Manipulating NAs in longitudinal data
05 Feb 2016 | web: Sam Clifford | github: samcliffordtags: r, dplyr, tidyr |
This snippet was motivated by a hack that Marcela Cespedes presented to BRAG on 4 February 2016. Sometimes a longitudinal data set, e.g. patient information, doesn’t have all subjects observed at all time points. Here’s a way of generating an index of patient IDs corresponding to non-missing response values which may be useful for analysis with JAGS.
We’ll make use of tidyr and dplyr to manipulate some simulated data.
library(tidyr)
library(dplyr)
n.r <- 30 # how many subjects
n.c <- 4 # how many sequential observations
N <- n.r*n.c
X <- matrix(rnorm(N), nrow = n.r, ncol=n.c)
head(X)
## [,1] [,2] [,3] [,4]
## [1,] -0.53875996 -3.0091503 -0.4308401 0.5664380
## [2,] -0.48297471 -0.7620471 0.5479946 0.9791881
## [3,] 0.74274548 -0.1197123 0.4201759 0.2228831
## [4,] -0.70594150 -0.6380808 -0.7879914 -1.4294160
## [5,] -1.07686357 0.3279826 -0.9131584 -1.7212478
## [6,] -0.03247079 0.1207207 0.6485075 -0.3668982
Now we simulate missingness at random
X[sample(1:N, size = N/4)] <- NA
head(X)
## [,1] [,2] [,3] [,4]
## [1,] -0.53875996 -3.0091503 NA 0.5664380
## [2,] -0.48297471 -0.7620471 NA 0.9791881
## [3,] 0.74274548 -0.1197123 0.4201759 0.2228831
## [4,] -0.70594150 -0.6380808 -0.7879914 NA
## [5,] -1.07686357 0.3279826 NA -1.7212478
## [6,] -0.03247079 0.1207207 0.6485075 -0.3668982
Now that we’ve simulated some missing data, we’ll reshape the data from wide to long format, making a new ID column to ensure that we are able to keep track of whose observations these are. We also convert the time information from strings with “X” in them to numbers, sort the remaining data frame by ID rather than time and filter out all the rows with missing value values.

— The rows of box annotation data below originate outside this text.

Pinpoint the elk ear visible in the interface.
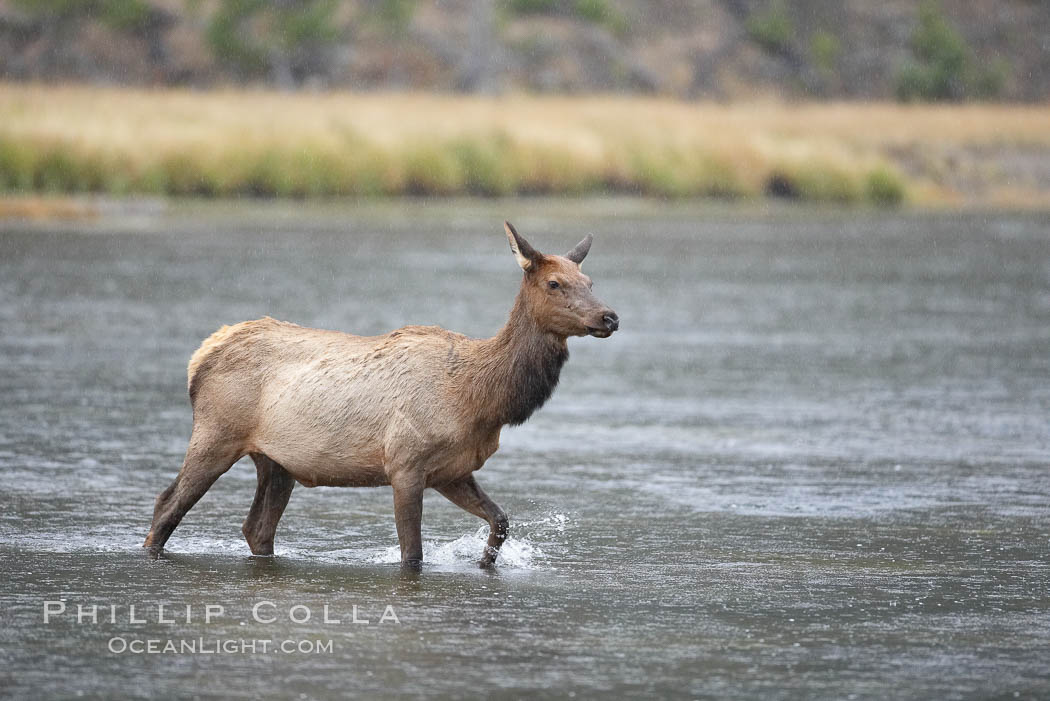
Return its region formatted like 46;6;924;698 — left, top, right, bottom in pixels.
565;234;594;265
503;221;540;271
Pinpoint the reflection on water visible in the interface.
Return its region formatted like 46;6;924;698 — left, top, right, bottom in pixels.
0;200;1050;699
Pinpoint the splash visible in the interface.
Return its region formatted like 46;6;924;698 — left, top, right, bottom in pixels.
369;526;546;570
368;512;569;570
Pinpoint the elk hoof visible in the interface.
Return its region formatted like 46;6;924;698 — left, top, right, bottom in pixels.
401;557;423;572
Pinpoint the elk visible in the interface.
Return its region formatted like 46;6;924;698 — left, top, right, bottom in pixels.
143;222;620;570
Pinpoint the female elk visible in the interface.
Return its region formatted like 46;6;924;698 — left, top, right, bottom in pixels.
144;222;620;568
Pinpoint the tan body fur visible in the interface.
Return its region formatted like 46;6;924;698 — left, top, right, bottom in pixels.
145;225;618;567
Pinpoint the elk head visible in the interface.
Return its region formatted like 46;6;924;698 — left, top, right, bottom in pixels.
503;221;620;338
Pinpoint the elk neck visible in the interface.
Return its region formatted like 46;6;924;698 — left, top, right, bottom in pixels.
468;285;569;427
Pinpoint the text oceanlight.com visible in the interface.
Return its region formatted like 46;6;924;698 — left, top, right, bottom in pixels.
107;636;335;655
42;598;401;655
43;599;401;625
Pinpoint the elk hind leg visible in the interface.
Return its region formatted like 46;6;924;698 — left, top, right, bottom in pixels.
143;429;242;554
240;453;295;555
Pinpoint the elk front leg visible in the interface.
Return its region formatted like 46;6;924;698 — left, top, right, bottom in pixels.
240;453;295;555
391;469;424;570
437;474;509;567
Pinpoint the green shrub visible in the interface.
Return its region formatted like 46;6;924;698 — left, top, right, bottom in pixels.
810;29;842;73
449;136;518;197
864;166;906;207
747;0;795;54
507;0;558;15
0;136;35;190
896;0;1009;102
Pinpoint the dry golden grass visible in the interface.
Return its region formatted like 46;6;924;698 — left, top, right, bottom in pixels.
0;85;1050;204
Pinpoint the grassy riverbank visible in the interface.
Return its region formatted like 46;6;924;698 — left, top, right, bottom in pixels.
0;85;1050;206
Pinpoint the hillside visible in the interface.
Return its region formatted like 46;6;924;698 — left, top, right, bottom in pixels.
0;0;1050;101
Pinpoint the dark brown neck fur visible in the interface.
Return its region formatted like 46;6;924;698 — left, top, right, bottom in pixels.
468;291;569;426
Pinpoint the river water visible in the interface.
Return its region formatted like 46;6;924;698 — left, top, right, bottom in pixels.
0;199;1050;699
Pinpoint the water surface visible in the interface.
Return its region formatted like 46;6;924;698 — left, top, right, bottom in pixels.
0;200;1050;699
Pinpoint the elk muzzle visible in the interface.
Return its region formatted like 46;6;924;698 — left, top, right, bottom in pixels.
587;310;620;338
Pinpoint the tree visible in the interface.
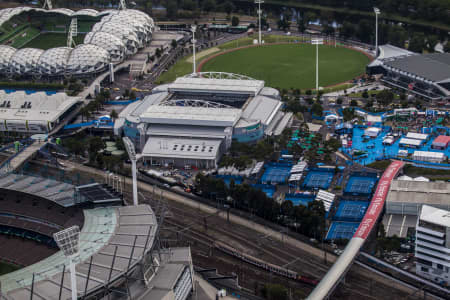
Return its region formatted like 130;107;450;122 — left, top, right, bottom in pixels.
377;90;394;106
223;1;234;15
231;16;239;26
311;101;323;117
110;109;119;122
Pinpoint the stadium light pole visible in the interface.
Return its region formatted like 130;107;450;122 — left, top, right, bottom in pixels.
191;25;197;74
255;0;264;45
373;7;381;58
53;225;80;300
123;137;140;206
311;39;323;93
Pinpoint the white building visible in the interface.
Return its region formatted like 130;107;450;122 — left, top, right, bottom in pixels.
114;72;292;168
415;205;450;285
0;91;81;134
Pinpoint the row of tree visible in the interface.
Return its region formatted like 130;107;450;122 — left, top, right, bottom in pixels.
195;173;325;239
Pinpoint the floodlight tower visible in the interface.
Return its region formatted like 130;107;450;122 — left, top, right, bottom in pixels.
67;18;78;48
119;0;127;9
123;137;140;205
255;0;264;45
373;7;381;58
191;25;197;74
53;225;80;300
311;39;323;93
43;0;53;10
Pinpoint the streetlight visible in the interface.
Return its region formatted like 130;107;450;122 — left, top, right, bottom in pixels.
255;0;264;45
311;39;323;93
373;7;380;58
123;137;140;205
53;225;80;300
191;25;197;74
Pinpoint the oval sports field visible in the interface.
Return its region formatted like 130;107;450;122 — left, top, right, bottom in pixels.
198;44;370;89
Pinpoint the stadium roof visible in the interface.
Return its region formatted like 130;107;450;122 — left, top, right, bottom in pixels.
140;105;241;127
420;205;450;227
383;53;450;82
0;205;157;300
169;77;264;96
142;137;222;160
0;91;80;125
242;96;282;125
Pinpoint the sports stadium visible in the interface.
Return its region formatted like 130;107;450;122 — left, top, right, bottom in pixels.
0;173;193;300
0;7;154;77
114;72;292;168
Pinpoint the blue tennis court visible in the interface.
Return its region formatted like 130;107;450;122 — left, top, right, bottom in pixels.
333;200;369;222
326;222;359;240
252;184;276;198
344;174;377;196
285;193;315;206
261;163;292;183
303;170;334;189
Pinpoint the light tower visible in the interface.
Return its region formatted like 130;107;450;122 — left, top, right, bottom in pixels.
43;0;53;10
53;225;80;300
373;7;381;58
311;39;323;93
255;0;264;45
191;25;197;74
123;137;140;205
67;18;78;48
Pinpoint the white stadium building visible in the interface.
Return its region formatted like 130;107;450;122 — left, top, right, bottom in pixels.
114;72;292;168
0;7;155;77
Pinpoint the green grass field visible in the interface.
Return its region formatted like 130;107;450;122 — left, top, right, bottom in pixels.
22;33;85;50
202;44;369;89
0;261;20;276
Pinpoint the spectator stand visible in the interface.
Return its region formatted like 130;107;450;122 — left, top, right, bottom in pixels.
261;163;292;184
344;172;378;200
251;184;276;198
284;193;315;207
325;222;359;240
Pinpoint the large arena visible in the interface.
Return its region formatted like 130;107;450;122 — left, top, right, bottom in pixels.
0;173;193;300
114;72;292;168
0;7;154;77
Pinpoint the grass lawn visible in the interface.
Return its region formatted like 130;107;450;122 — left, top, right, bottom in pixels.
0;261;20;275
202;44;369;89
22;33;85;50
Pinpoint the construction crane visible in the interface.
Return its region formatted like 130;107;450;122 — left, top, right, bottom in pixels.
67;18;78;48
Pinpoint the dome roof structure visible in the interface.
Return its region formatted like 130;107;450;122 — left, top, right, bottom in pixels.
66;44;111;75
0;45;17;73
37;47;72;76
84;31;127;62
10;48;44;75
92;22;142;54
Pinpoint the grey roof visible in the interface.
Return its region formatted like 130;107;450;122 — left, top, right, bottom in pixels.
147;124;225;138
242;96;281;125
169;77;264;96
1;205;157;300
383;53;450;82
142;137;222;160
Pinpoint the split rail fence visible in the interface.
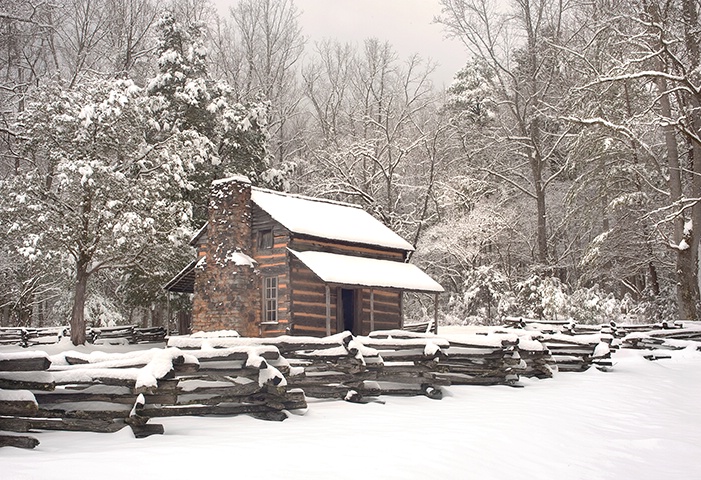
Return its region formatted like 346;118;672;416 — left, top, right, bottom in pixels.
0;322;636;447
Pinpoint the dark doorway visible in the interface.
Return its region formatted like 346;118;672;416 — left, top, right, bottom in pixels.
341;288;357;334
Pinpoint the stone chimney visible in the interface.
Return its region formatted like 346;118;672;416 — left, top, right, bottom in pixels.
192;176;261;337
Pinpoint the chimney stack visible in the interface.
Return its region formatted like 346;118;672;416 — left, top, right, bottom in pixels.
192;176;261;336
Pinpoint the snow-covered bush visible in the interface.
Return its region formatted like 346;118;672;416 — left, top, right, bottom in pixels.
463;266;513;323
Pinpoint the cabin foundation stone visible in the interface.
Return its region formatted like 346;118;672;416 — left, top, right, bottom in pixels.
192;177;261;336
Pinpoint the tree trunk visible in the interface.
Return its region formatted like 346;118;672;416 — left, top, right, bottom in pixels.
71;258;89;345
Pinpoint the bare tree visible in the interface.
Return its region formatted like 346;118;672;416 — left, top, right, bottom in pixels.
439;0;570;267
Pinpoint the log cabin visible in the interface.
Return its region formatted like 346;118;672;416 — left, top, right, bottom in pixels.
165;176;443;337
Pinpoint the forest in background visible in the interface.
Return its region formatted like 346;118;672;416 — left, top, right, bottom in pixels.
0;0;701;340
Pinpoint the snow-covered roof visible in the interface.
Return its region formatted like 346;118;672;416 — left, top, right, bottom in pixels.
251;187;414;251
290;249;443;293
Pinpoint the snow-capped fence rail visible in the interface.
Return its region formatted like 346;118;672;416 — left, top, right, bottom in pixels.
505;318;618;372
0;346;306;446
169;330;556;401
0;325;168;348
0;327;69;347
621;322;701;360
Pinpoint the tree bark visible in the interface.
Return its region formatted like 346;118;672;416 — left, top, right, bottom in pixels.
71;257;89;345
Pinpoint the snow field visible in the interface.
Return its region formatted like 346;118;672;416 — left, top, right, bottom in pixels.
0;349;701;480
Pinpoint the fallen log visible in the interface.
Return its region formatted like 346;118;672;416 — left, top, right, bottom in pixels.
0;416;124;433
0;352;51;372
0;435;39;448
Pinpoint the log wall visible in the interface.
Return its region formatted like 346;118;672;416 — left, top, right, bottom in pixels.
290;257;338;337
251;204;292;337
360;288;402;335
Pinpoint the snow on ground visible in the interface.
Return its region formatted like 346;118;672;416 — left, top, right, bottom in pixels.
0;332;701;480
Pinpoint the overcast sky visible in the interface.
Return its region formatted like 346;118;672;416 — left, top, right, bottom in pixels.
211;0;468;88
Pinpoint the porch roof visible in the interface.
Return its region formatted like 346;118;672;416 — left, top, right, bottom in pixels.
288;249;443;293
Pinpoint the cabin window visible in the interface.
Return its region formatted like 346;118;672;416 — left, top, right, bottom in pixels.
263;277;278;323
258;230;273;250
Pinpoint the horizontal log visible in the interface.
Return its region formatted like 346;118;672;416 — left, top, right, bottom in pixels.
37;402;131;420
0;355;51;372
142;403;286;417
0;372;56;391
0;416;124;433
0;435;39;449
129;423;165;438
0;400;39;415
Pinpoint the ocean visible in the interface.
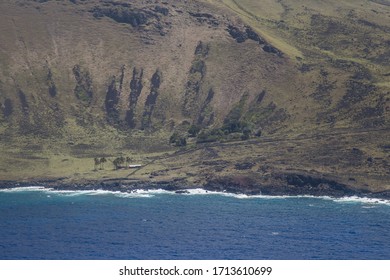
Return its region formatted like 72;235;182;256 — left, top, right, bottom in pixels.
0;187;390;260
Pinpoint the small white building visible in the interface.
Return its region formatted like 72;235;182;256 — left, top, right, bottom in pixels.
129;164;142;168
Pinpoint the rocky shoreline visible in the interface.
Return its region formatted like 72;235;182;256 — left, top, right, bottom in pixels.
0;174;390;199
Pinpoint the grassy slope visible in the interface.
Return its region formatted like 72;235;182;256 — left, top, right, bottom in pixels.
0;0;390;190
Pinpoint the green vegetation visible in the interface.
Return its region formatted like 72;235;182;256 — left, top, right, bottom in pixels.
0;0;390;190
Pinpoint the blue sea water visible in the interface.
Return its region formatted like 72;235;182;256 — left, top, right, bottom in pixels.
0;187;390;260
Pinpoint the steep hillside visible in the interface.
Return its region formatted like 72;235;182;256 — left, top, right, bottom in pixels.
0;0;390;194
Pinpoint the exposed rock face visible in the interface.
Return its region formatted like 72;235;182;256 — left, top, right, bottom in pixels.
141;70;161;129
46;68;57;97
125;67;143;129
73;65;93;106
227;25;283;56
183;41;210;117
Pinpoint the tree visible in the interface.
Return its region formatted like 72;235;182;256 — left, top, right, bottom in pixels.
93;158;100;170
100;157;107;169
112;157;125;170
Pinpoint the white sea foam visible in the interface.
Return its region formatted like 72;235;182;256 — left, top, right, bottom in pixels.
334;196;390;206
0;186;48;192
0;186;390;208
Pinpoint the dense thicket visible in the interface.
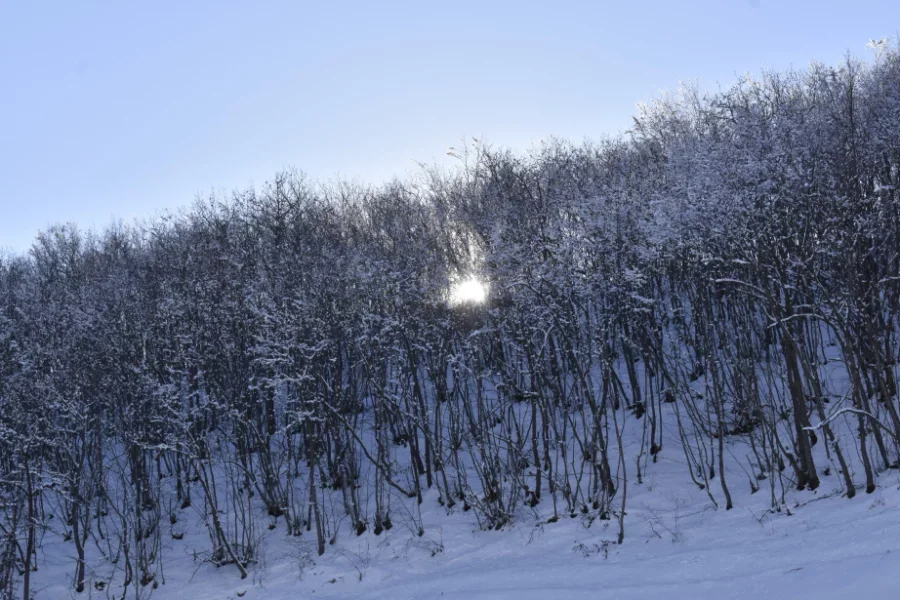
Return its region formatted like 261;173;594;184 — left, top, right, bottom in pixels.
0;50;900;598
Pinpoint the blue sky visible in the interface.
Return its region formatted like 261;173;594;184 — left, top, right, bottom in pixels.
0;0;900;251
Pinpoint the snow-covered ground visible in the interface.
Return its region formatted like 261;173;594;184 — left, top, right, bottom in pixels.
28;418;900;600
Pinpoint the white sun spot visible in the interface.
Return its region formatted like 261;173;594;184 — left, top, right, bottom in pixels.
450;277;487;304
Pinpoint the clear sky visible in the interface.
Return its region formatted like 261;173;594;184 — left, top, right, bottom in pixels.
0;0;900;251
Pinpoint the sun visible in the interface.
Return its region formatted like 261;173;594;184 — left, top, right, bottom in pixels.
450;277;487;304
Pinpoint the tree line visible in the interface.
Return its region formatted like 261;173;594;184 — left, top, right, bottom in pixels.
0;47;900;600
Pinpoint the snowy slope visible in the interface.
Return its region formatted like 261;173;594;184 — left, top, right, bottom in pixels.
28;404;900;600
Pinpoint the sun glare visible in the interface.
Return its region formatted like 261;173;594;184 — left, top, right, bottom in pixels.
450;277;487;304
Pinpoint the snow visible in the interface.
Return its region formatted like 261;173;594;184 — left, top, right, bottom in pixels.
28;408;900;600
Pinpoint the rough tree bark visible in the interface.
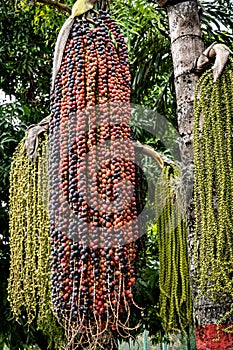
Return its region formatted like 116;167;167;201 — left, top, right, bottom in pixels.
153;0;233;350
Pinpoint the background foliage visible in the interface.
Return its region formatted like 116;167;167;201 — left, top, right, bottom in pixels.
0;0;233;350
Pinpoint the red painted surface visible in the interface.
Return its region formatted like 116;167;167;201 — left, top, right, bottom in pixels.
195;324;233;350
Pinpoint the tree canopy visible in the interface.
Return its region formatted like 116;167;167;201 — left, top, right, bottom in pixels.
0;0;233;350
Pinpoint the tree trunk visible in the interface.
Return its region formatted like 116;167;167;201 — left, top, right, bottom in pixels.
153;0;233;350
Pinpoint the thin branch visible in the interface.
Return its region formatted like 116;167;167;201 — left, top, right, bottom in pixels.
133;141;175;168
34;0;71;14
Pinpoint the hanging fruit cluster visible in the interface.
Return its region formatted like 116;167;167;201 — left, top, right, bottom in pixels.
49;6;142;349
194;57;233;332
8;134;64;348
156;165;193;333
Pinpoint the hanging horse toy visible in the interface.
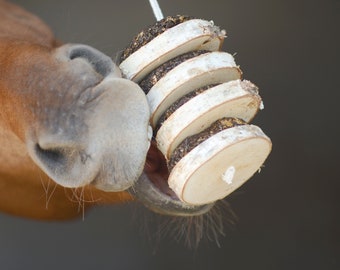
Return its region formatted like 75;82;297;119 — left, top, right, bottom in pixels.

non_missing_data <- data.frame(X, ID=1:n.r) %>%
gather("time", "value", -ID) %>%
mutate(time = extract_numeric(time)) %>%
arrange(ID) %>%
filter(!is.na(value))
If we now wanted a vector of indices that tells us about the IDs for the non-NA values, we could select the ID column
select(non_missing_data, ID) %>% head(10)
## ID
## 1 1
## 2 1
## 3 1
## 4 2
## 5 2
## 6 2
## 7 3
## 8 3
## 9 3
## 10 3
If instead we wanted an object of length n.r which tells us how many observations correspond to each patient, rather than which observation corresponds to each patient,
patient_counts <- group_by(non_missing_data, ID) %>%
summarise(n = n())
patient_counts %>% select(n)
## Source: local data frame [30 x 1]
##
## n
## (int)
## 1 3
## 2 3
## 3 4
## 4 3
## 5 3
## 6 4
## 7 2
## 8 3
## 9 4
## 10 4
## .. ...
We can then convert this into a data frame with start and endpoints
patient_counts %>%
mutate(end = cumsum(n),
start = 1 + c(0, end[2:length(ID) - 1])) %>%
select(ID:n, start, end)
## Source: local data frame [30 x 4]
##
## ID n start end
## (int) (int) (dbl) (int)
## 1 1 3 1 3
## 2 2 3 4 6
## 3 3 4 7 10
## 4 4 3 11 13
## 5 5 3 14 16
## 6 6 4 17 20
## 7 7 2 21 22
## 8 8 3 23 25
## 9 9 4 26 29
## 10 10 4 30 33
## .. ... ... ... ...
The first solution is probably conceptually the simplest way to store the data for inclusion in a JAGS model, whereas the second index vector will be shorter and potentially simpler to inspect visually when the number of observations per subject is large. The third solution builds on this and gives a column, start, which can be used as left endpoints of index ranges, and the same for the end column as the right endpoints.